Model Support¶

With the rapid iteration of AI Lab, we have now supported various model inference services. Here, you can see information about the supported models.

AI Lab v0.3.0 launched model inference services, facilitating users to directly use the inference services of AI Lab without worrying about model deployment and maintenance for traditional deep learning models.
AI Lab v0.6.0 supports the complete version of vLLM inference capabilities, supporting many large language models such as LLama, Qwen, ChatGLM, and more.

Note

The support for inference capabilities is related to the version of AI Lab.

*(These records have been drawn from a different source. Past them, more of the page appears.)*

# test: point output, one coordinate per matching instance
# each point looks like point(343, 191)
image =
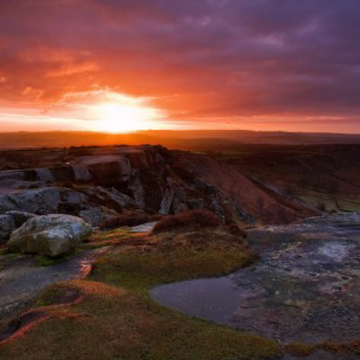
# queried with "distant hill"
point(200, 140)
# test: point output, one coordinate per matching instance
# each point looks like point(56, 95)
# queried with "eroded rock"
point(7, 226)
point(51, 235)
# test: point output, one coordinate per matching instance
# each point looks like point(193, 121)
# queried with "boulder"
point(20, 217)
point(51, 235)
point(7, 226)
point(93, 216)
point(38, 201)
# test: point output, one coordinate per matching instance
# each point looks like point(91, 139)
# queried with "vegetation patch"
point(111, 323)
point(131, 218)
point(117, 319)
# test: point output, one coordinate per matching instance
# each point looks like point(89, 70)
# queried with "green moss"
point(118, 320)
point(133, 269)
point(299, 349)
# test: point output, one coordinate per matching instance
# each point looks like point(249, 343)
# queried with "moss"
point(116, 318)
point(299, 349)
point(111, 323)
point(41, 260)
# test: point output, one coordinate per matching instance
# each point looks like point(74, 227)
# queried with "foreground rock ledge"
point(50, 235)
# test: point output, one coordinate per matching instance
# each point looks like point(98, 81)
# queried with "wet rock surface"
point(51, 235)
point(22, 280)
point(304, 288)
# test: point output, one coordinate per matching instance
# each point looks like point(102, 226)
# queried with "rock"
point(51, 235)
point(82, 173)
point(71, 201)
point(138, 192)
point(44, 174)
point(167, 202)
point(38, 201)
point(116, 197)
point(7, 226)
point(93, 216)
point(20, 217)
point(10, 186)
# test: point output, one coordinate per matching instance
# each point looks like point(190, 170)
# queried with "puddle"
point(305, 287)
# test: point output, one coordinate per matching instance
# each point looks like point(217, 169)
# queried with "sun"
point(115, 118)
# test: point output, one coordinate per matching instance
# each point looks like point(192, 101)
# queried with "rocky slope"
point(98, 183)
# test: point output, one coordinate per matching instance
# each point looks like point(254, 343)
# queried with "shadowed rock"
point(51, 235)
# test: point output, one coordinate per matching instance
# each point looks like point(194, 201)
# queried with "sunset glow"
point(264, 65)
point(129, 116)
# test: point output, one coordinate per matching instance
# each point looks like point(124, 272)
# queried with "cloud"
point(199, 59)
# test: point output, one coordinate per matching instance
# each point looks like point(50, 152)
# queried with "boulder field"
point(98, 183)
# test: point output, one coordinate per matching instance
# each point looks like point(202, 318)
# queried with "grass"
point(116, 318)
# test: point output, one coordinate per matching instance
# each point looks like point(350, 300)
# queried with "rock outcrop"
point(150, 178)
point(51, 235)
point(7, 226)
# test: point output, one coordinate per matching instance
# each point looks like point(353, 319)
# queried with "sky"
point(122, 65)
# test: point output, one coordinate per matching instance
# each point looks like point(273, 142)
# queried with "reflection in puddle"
point(213, 299)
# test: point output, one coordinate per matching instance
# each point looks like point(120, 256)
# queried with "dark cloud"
point(211, 58)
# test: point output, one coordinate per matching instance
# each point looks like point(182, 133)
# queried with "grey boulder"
point(50, 235)
point(7, 226)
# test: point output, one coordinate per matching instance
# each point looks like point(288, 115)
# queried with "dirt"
point(23, 280)
point(304, 288)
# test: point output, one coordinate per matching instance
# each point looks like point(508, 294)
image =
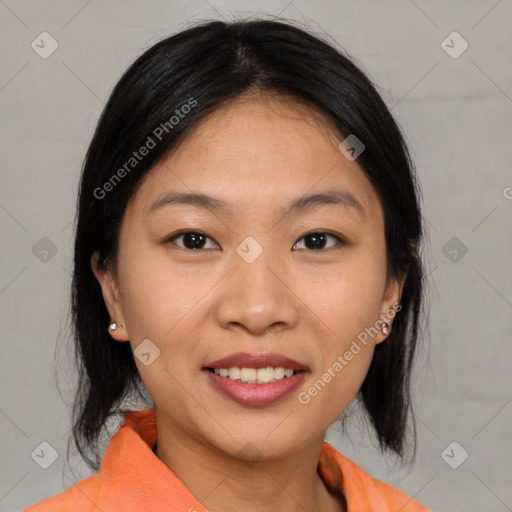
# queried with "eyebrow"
point(331, 196)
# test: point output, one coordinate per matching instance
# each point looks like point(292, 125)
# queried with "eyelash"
point(339, 241)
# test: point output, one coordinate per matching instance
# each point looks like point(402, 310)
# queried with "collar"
point(137, 477)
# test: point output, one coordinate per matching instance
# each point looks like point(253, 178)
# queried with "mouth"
point(255, 379)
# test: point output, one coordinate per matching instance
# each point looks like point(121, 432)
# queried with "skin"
point(204, 304)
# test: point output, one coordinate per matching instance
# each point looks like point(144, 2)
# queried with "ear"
point(110, 291)
point(390, 306)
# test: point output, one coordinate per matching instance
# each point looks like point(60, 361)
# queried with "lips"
point(248, 360)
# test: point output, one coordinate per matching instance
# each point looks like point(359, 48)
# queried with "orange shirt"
point(132, 479)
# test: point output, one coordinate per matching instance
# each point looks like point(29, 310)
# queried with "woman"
point(246, 251)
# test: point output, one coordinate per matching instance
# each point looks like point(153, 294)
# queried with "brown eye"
point(192, 240)
point(318, 241)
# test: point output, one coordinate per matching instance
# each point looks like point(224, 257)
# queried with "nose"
point(257, 297)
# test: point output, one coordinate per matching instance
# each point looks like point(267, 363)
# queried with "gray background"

You can use GPU types that have been verified by AI platform in AI Lab. For more details, refer to the GPU Support Matrix.

Click to Create

Triton Inference Server¶

Through the Triton Inference Server, traditional deep learning models can be well supported. Currently, AI Lab supports mainstream inference backend services:

Backend	Supported Model Formats	Description
pytorch	TorchScript, PyTorch 2.0 formats	triton-inference-server/pytorch_backend
tensorflow	TensorFlow 2.x	triton-inference-server/tensorflow_backend
vLLM (Deprecated)	TensorFlow 2.x	triton-inference-server/tensorflow_backend

Danger

The use of Triton's Backend vLLM method has been deprecated. It is recommended to use the latest support for vLLM to deploy your large language models.

vLLM¶

With vLLM, we can quickly use large language models. Here, you can see the list of models we support, which generally aligns with the vLLM Support Models.

HuggingFace Models: We support most of HuggingFace's models. You can see more models at the HuggingFace Model Hub.
The vLLM Supported Models list includes supported large language models and vision-language models.
Models fine-tuned using the vLLM support framework.

New Features of vLLM¶

Currently, AI Lab also supports some new features when using vLLM as an inference tool:

Enable Lora Adapter to optimize model inference services during inference.
Provide a compatible OpenAPI interface with OpenAI, making it easy for users to switch to local inference services at a low cost and quickly transition.